How to Use pg_filedump for Data Recovery?

Table of Contents

Backups are a DBA’s lifeline — but what if your PostgreSQL database has already exploded and you have no backups? Maybe pg_filedump can help you!

Recently encountered a rather outrageous case. The situation was this: a user’s PostgreSQL database was corrupted — it was a PostgreSQL instance spun up by GitLab itself. No replicas, no backups, no dumps. Running on BCACHE using SSD as transparent cache, couldn’t start after power outage.

But that wasn’t the end of it. After several rounds of brutal treatment, it completely gave up the ghost: first, because they forgot to mount the BCACHE disk, GitLab re-initialized a new database cluster; then due to various reasons isolation failed, running two database processes on the same cluster directory corrupted the data directory; then running pg_resetwal without parameters pushed the database back to the origin point; finally letting the empty database run for a while, then removing the temporary backup from before the corruption.

Seeing this case, I was indeed speechless: it’s already a complete mess, what’s there to recover? Looks like we can only extract data directly from the underlying binary files. I suggested he find a data recovery company to try his luck, and also helped ask around, but among a bunch of data recovery companies, almost none had PostgreSQL data recovery services. Those that did only handled relatively basic problem types, and when encountering this situation, they all said they could only try their luck.

Data recovery quotes are usually charged by file count, ranging from ¥1000 to ¥5000 per file. The GitLab database has thousands of files, with about 1000 tables by count. Full recovery might not cost hundreds of thousands, but definitely over a hundred thousand. But after a day, no one took the job, which really made me feel frustrated: if no one can take this job, wouldn’t it make the PG community look incompetent?

I thought about it — this job looks frustrating but quite challenging and interesting. Let’s treat it as a dead horse and try to revive it, no charge if I can’t fix it — how do we know if it works without trying? So I took it on myself.

Tools
#

Good tools make good work. For data recovery, the first step is naturally to find suitable tools: pg_filedump is a decent weapon that can extract raw binary data from PostgreSQL data pages. Many low-level tasks can be delegated to it.

This tool can be compiled and installed with the make triple combination, but you need to install the corresponding major version of PostgreSQL first. GitLab uses PG 13 by default, so after ensuring the corresponding version’s pg_config is in the path, you can compile directly.

git clone https://github.com/df7cb/pg_filedump
cd pg_filedump && make && sudo make install

Using pg_filedump isn’t complicated. You feed it data files, tell it the type of each column in the table, and it can help interpret them. For example, the first step is to know which databases exist in this database cluster. This information is recorded in the system view pg_database.

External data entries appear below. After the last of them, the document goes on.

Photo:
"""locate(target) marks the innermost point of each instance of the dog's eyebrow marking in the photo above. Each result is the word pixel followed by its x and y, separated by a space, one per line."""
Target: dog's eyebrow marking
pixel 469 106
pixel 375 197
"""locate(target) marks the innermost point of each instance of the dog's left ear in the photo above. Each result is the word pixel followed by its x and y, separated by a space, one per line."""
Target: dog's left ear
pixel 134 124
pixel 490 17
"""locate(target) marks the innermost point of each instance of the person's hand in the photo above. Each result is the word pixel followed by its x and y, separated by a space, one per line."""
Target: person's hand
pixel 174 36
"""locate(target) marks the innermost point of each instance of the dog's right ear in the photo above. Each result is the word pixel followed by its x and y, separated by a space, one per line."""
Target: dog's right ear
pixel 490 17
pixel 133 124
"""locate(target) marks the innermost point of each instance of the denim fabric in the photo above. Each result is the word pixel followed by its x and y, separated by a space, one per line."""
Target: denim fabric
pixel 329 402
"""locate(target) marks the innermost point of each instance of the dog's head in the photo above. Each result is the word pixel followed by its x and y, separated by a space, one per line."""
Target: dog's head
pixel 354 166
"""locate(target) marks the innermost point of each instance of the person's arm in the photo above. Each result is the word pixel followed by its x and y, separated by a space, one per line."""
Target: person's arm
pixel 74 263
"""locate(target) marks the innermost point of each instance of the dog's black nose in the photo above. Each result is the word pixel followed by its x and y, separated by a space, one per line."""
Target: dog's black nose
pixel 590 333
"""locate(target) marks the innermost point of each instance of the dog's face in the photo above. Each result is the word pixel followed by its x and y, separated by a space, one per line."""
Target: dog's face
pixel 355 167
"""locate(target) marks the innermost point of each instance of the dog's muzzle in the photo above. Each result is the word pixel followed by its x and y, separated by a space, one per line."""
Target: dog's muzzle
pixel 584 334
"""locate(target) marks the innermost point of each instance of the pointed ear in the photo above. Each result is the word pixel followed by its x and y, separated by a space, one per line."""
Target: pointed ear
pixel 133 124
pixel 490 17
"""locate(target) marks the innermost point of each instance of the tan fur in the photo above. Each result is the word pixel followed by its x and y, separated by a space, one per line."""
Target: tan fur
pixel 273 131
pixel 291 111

This is a system-level table located in the global directory, assigned a fixed OID 1262 during cluster initialization, so the corresponding physical file is usually: global/1262.

vonng=# select 'pg_database'::RegClass::OID;
 oid
------
 1262

This system view has many fields, but we mainly care about the first two: oid and datname. datname is the database name, and oid can be used to locate the database directory position. Use pg_filedump to extract this table. The -D parameter tells pg_filedump how to interpret the binary data in each row of this table. You can specify the type of each field, separated by commas, and ~ means ignore everything after.

As you can see, each row of data starts with COPY. Here we found the target database gitlabhq_production with OID 16386. So all files within this database should be located in the base/16386 subdirectory.

Recovering Data Dictionary
#

Knowing the directory of data files to recover, the next step is to extract the data dictionary. There are four important tables to focus on:

• pg_class: Contains important metadata for all tables • pg_namespace: Contains schema metadata • pg_attribute: Contains all column definitions • pg_type: Contains type names

Among these, pg_class is the most important and indispensable table. The other system views are “nice to have” — they can make our work simpler. So we first try to recover this table.

pg_class is a database-level system view with default OID = 1259, so the file corresponding to pg_class should be: base/16386/1259, in the gitlabhq_production corresponding database directory.

Here’s a side note: friends familiar with PostgreSQL principles know that the actual underlying storage data file names (RelFileNode) default to match the table’s OID, but some operations might change this. In such cases, you can use pg_filedump -m pg_filenode.map to parse the mapping file in the database directory to find the Filenode corresponding to OID 1259. Of course, here they’re consistent, so we won’t go into detail.

We parse its binary file based on the table structure definition of pg_class (note to use the table structure for the corresponding PG major version): pg_filedump -D ‘oid,name,oid,oid,oid,oid,oid,oid,oid,int,real,int,oid,bool,bool,char,char,smallint,smallint,bool,bool,bool,bool,bool,bool,char,bool,oid,xid,xid,text,text,text’ -i base/16386/1259

Then you can see the parsed data. The data here is single-line records separated by \t, same format as PostgreSQL COPY command default. So you can use scripts to grep collect and filter, remove the COPY at the beginning of each line, and re-import into a real database table for closer inspection.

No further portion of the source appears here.